Optimizing the Curve Fitting Parameters

Before calling our functions, we need to build datasets of the world records with Bolt's times (_all suffix) and without them (_nB suffix). We'll pass these, along with our expo() function, to the optimize_curve_fit() function. This function returns the optimized a, b, and c fitting parameters as a NumPy array.

# Generate datasets with and without Bolt's times (nB = No Bolt):
x_all, y_all = df.years, df.time
x_nB, y_nB = x_all[:-2], y_all[:-2]

# Find optimized parameters for fitting the curve to the points:
params_nB = optimize_curve_fit(expo, x_nB, y_nB)
params_all = optimize_curve_fit(expo, x_all, y_all)
print(f"Parameters without Bolt (a, b, c) = {params_nB}") 
print(f"   Parameters with Bolt (a, b, c) = {params_all}")

Parameters without Bolt (a, b, c) = [0.98795896 0.01631187 9.57391395]
   Parameters with Bolt (a, b, c) = [1.34836526 0.00941746 9.18654695]

Plotting the Results

To plot our predictive curves, we'll pass our exponential decay function (expo()) to matplotlib's plot() method, along with the optimized fitting parameters.

# Plot exponential curves for data with and without Bolt's times:
plt.plot(x_all, y_all, '.', label='measured data', c='k')
plt.plot(x_nB, expo(x_nB, *params_nB), 
         '-', label='fitted without Bolt')
plt.plot(x_all, expo(x_all, *params_all), '--', 
         label='fitted with Bolt', c='red')
plt.title("Men's 100 m World Record")
plt.xlabel('Years Since First Record (1912)')
plt.ylabel('Times (s)')
plt.grid(True)
plt.legend(framealpha=1);

Wow. Usain Bolt is truly off the curve. This is because, physically, he's an outlier. Although taller than most sprinters and with a longer stride, he's still able to maintain a similar stride frequency which means he can cover the same distance in fewer steps. This may be because he incorporates the fast-twitch muscle fibers of smaller sprinters with the mechanical advantages of a taller man's body [8].

A valid question here is whether he broke the curve or merely accelerated our progress along it. To investigate, we'll need to extrapolate the two curves into the future.

Predicting Future Performance

The following code first extrapolates the exponential curves over 570 years (from 20 years before the first record in 1912 to 550 years after).

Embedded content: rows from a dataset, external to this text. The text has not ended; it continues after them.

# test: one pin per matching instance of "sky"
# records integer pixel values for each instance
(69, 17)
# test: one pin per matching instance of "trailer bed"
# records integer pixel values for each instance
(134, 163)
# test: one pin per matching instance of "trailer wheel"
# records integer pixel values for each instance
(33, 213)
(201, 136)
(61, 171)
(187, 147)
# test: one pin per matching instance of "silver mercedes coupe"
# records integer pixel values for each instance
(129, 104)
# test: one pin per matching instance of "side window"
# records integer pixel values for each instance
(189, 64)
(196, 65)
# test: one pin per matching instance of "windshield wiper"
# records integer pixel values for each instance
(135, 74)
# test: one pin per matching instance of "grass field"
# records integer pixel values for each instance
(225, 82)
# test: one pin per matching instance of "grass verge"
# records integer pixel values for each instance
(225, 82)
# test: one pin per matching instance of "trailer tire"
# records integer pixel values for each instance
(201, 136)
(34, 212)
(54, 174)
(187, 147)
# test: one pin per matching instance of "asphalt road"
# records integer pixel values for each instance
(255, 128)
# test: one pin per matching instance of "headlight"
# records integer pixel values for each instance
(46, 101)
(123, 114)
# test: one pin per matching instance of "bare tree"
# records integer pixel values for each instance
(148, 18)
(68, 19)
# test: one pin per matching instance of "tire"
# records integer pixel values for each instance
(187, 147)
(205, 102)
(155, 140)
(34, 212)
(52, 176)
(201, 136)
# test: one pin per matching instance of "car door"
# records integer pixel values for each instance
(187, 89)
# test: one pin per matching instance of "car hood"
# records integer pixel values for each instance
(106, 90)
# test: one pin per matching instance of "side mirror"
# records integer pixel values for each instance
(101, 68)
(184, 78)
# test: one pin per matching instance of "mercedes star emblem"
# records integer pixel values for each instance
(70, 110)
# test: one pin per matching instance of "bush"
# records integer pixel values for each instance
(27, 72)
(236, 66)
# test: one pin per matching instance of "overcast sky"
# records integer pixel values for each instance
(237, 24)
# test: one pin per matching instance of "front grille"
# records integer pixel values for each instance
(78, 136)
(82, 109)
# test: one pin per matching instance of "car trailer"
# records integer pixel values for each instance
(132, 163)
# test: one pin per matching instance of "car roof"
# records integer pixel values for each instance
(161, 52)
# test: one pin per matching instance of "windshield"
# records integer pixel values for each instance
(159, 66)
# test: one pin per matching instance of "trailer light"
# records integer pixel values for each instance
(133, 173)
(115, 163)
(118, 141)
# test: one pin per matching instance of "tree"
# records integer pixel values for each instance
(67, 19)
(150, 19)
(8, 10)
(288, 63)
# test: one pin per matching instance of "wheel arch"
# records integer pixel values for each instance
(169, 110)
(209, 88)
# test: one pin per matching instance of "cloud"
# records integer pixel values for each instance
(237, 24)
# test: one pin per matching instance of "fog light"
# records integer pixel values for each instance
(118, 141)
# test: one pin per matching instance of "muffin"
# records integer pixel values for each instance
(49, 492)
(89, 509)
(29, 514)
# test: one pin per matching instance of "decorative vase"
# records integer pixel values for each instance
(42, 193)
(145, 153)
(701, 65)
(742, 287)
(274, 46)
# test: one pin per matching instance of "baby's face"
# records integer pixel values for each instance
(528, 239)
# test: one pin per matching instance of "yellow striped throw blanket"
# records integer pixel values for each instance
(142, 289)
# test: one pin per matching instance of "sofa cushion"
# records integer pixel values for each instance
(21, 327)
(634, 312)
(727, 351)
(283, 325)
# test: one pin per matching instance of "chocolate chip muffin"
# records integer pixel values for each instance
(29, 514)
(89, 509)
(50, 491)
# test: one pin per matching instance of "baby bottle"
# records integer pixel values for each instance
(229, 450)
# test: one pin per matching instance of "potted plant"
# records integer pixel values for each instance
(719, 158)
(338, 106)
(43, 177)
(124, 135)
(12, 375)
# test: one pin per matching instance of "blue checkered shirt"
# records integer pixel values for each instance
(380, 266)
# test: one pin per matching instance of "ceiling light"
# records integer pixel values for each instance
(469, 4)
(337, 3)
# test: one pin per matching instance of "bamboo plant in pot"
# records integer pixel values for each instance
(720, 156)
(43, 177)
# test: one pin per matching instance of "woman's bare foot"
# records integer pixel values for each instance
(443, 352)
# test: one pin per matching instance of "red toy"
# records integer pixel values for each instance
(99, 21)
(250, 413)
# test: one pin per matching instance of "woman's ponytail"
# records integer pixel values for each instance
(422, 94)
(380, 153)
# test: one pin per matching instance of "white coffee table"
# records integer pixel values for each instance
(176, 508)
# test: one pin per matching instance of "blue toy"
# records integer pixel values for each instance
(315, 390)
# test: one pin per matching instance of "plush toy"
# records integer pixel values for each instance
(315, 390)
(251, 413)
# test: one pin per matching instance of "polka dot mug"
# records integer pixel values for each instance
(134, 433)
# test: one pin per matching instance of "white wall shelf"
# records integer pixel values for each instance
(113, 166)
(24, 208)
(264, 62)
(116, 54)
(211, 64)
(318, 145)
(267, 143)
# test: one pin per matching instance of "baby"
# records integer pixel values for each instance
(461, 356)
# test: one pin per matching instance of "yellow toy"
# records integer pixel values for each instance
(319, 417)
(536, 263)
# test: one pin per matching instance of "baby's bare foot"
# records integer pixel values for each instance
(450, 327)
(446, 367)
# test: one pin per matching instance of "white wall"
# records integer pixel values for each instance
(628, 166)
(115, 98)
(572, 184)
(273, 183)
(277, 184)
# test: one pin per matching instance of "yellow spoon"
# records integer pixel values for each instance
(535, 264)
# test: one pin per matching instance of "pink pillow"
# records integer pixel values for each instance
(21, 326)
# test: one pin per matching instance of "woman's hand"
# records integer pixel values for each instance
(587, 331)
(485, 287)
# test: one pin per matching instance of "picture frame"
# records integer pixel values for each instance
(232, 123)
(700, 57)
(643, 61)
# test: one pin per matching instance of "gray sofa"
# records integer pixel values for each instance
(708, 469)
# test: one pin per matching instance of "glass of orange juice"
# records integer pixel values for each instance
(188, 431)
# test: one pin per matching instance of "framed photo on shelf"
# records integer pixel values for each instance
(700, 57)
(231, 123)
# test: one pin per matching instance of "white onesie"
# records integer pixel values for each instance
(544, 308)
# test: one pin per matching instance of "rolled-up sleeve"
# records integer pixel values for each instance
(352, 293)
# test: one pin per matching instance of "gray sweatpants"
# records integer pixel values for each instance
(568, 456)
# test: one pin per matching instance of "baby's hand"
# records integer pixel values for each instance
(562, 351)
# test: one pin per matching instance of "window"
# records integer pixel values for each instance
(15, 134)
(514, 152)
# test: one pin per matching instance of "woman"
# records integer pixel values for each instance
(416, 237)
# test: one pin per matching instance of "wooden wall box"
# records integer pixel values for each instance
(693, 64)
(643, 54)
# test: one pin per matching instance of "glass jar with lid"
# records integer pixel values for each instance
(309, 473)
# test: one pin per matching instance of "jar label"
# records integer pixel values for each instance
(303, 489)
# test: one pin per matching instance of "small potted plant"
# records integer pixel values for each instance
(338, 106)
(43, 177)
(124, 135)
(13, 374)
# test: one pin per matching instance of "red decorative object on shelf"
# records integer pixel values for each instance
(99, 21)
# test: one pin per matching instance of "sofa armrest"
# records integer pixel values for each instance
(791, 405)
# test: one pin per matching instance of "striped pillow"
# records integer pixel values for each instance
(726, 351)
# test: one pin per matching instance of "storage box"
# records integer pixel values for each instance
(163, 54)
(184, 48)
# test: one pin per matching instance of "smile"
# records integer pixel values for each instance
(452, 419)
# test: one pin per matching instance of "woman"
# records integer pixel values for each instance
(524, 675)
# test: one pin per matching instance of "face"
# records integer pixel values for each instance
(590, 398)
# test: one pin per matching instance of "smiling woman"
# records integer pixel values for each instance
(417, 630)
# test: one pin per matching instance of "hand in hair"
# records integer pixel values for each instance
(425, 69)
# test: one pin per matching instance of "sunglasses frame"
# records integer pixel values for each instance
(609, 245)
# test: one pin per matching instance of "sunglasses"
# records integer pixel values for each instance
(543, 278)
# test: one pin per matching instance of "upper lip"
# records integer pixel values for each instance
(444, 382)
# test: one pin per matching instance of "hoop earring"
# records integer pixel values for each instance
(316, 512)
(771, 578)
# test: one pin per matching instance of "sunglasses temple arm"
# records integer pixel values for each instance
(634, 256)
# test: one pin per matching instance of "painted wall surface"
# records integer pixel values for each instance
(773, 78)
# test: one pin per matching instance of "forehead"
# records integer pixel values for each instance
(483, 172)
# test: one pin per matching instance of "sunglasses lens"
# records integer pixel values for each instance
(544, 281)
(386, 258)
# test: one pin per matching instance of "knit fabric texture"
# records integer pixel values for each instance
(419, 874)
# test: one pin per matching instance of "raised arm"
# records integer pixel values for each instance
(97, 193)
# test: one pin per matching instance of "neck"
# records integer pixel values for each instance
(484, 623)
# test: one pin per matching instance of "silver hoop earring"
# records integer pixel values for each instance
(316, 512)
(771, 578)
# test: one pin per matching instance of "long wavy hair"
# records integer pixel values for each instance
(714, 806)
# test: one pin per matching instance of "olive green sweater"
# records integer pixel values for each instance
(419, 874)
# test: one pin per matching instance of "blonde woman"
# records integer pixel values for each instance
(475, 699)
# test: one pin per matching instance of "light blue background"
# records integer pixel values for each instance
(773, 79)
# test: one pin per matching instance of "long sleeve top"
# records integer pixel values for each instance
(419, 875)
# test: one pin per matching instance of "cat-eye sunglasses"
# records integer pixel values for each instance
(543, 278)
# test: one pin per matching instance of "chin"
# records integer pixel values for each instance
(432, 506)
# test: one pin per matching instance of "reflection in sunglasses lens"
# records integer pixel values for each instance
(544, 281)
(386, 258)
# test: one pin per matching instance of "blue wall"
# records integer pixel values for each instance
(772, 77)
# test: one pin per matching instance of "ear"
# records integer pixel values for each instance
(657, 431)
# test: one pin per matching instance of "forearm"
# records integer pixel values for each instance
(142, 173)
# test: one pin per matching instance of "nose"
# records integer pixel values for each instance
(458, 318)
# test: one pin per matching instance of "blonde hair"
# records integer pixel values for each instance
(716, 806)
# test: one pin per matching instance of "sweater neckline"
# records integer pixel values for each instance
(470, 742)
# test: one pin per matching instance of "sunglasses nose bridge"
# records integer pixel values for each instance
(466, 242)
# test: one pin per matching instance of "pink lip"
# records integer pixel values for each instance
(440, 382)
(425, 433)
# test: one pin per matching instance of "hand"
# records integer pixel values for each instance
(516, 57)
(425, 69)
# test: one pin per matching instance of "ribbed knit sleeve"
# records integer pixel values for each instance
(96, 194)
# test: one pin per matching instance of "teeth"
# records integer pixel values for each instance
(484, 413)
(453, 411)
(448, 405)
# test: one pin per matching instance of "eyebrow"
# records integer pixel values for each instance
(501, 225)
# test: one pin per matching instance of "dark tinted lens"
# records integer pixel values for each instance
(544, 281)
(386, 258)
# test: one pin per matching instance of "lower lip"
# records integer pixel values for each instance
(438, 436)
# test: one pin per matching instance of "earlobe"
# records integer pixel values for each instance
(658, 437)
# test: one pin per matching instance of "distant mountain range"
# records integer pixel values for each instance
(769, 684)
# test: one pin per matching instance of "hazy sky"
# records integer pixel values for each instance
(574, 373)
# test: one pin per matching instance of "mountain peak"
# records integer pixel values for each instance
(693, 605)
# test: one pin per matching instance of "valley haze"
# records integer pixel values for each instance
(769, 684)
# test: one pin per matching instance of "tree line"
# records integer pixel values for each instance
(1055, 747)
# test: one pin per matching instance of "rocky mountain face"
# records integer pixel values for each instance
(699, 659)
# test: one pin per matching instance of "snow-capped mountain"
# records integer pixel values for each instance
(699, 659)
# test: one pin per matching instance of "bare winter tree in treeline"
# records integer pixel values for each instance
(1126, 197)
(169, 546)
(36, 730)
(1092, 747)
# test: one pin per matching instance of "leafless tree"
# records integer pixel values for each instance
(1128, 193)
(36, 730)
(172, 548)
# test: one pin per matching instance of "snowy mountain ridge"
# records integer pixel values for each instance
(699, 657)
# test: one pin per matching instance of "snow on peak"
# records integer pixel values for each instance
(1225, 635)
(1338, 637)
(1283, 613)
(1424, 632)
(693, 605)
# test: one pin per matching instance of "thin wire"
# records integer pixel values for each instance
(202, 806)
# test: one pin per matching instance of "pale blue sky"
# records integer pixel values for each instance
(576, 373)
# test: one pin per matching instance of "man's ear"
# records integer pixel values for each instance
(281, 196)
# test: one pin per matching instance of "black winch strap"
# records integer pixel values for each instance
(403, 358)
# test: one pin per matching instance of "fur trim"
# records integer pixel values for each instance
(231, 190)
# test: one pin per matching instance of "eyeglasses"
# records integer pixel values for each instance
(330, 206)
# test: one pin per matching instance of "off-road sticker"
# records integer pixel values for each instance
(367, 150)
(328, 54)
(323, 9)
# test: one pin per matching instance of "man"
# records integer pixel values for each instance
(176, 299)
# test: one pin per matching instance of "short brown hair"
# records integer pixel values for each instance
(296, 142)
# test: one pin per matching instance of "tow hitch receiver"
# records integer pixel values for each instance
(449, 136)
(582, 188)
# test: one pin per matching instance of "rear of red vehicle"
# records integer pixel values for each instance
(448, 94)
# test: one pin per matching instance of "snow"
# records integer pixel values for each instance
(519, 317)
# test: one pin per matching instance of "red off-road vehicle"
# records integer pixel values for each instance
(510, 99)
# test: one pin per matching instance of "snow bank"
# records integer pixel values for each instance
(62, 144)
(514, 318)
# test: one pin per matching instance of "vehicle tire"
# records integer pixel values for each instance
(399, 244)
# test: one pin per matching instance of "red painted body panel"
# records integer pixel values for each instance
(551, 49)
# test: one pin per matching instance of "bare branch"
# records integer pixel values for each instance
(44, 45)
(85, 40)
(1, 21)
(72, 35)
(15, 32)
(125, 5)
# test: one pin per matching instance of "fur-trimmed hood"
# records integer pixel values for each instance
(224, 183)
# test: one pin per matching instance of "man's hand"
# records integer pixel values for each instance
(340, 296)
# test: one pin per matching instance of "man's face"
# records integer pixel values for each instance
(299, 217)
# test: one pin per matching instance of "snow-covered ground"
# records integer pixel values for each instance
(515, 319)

After plotting the curves, it marks Bolt's data points so that we can see where they intersect the curves in the future. Finally, it prints the minimum time predicted for each curve. Note that these values are the same as the c parameter from the curve-fitting exercise.

# Extrapolate exponential curves to predict future performance:
x_extrap = np.arange(-20, 550)
y_nB_extrap = expo(x_extrap, *params_nB)  # Without Bolt.
y_B_extrap = expo(x_extrap, *params_all)  # With Bolt.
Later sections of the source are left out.